In the period from the 1960s to the 1980s, concerts were held with the themes of "Kazakhconcert": "Balbyrauyn", "Medeo", "Әsem әnmen tәttі kui", "Kizdar-ai", "Perne", "Rauan", and with performances by the ensembles "Everywhere with a Song", "Youth on the Way", "Aray", "Zhalyn", "Dәuren", the folk instrumental group "Samal" as well as many others.

The concert performance is continued by the following artists: Altynbek Korazbaev, Roza Rymbaeva, Zhenis Seidullauly, Makpal Zhunisova, Aizhan Nurmagambetova, Batyrzhan Smakov, Erlan Ryskali, Dimash Kudaibergen, Medet Chotabaev, Azamat Zheltyrguzov, Moldir Ouelbekova, etc., which enables "Kazakhconcert" to exemplify the best of the country's live music performance.

In 2016, "Kazakhconcert" was granted the status of a state organization of the Ministry of Culture and Sports of the Republic of Kazakhstan.

The main purpose of the "Kazakhconcert" concert organization is to popularize the best samples of musical works, to create highly original, artistic and musical concert programs, to ensure that concert events are generally accessible to all segments of the population and regions of the country, and to contribute to the further development of Kazakh culture.

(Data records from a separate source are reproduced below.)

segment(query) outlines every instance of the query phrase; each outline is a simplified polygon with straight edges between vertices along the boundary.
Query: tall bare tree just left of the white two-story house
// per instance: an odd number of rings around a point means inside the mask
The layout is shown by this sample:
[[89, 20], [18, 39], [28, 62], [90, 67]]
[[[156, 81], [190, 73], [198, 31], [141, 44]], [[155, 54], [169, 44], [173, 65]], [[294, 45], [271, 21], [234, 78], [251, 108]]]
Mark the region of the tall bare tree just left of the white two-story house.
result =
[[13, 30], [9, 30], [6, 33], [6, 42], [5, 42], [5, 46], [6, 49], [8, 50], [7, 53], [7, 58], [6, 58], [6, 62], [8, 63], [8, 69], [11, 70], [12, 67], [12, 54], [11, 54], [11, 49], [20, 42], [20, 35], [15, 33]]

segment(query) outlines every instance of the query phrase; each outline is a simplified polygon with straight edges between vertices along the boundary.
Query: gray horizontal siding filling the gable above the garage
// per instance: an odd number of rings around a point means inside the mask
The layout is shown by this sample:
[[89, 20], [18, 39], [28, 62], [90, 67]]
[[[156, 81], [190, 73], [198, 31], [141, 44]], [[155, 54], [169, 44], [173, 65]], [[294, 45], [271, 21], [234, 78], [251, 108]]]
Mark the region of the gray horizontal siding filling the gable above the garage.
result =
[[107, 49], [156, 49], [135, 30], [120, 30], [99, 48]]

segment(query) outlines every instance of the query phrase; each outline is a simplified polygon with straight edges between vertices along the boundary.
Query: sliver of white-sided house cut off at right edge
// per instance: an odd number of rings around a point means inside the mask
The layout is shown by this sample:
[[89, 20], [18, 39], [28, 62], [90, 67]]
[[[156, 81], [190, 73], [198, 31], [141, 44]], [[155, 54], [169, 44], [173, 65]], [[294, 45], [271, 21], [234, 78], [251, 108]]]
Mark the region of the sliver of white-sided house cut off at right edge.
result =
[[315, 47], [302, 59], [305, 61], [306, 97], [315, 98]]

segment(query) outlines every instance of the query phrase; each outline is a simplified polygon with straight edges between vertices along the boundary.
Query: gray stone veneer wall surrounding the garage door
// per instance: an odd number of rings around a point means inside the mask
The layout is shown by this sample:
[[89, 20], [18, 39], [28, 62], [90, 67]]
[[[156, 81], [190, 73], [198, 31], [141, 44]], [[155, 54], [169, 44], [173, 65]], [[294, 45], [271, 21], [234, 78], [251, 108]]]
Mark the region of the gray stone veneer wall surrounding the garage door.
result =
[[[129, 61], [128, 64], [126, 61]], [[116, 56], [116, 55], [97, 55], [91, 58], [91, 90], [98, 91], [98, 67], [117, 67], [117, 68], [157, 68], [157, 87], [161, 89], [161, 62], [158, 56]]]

The best artists and creative teams of the country, which represent all genres of creativity: folklore, classical, pop and musical theater, work in "Kazakhconcert". The creative team includes the Kazakh State Folklore Ensemble "Astana Sazy", Kazakh State Symphony Orchestra, State Trio "Forte Trio", State Musical Theatre "Astana Musical", Folk Art Department "Halyk Kazynasy", VIA "Saz&soul", group "Nazar" and others. Concerts and musicals of the creative teams of "Kazakhconcert" frequently gather a wide audience, and the programs are distinguished by a variety of genres and the high professionalism of the performers.

In February 2018, by order of the Minister of Culture and Sports of the Republic of Kazakhstan, the famous composer, Honored Worker of Kazakhstan Zhenis Seidullauly was appointed as the director of the State Concert Organization "Kazakhconcert". Creative potential and technical capabilities allow "Kazakhconcert" to hold important and large-scale cultural events of the country at a high level. Over the past three years, the concert organization has implemented more than 300 television, international and national projects.

On March 18, 2020 the State Concert Organisation "Kazakhconcert" opened a new Republican Centre for concert and touring activities of state concert organisations.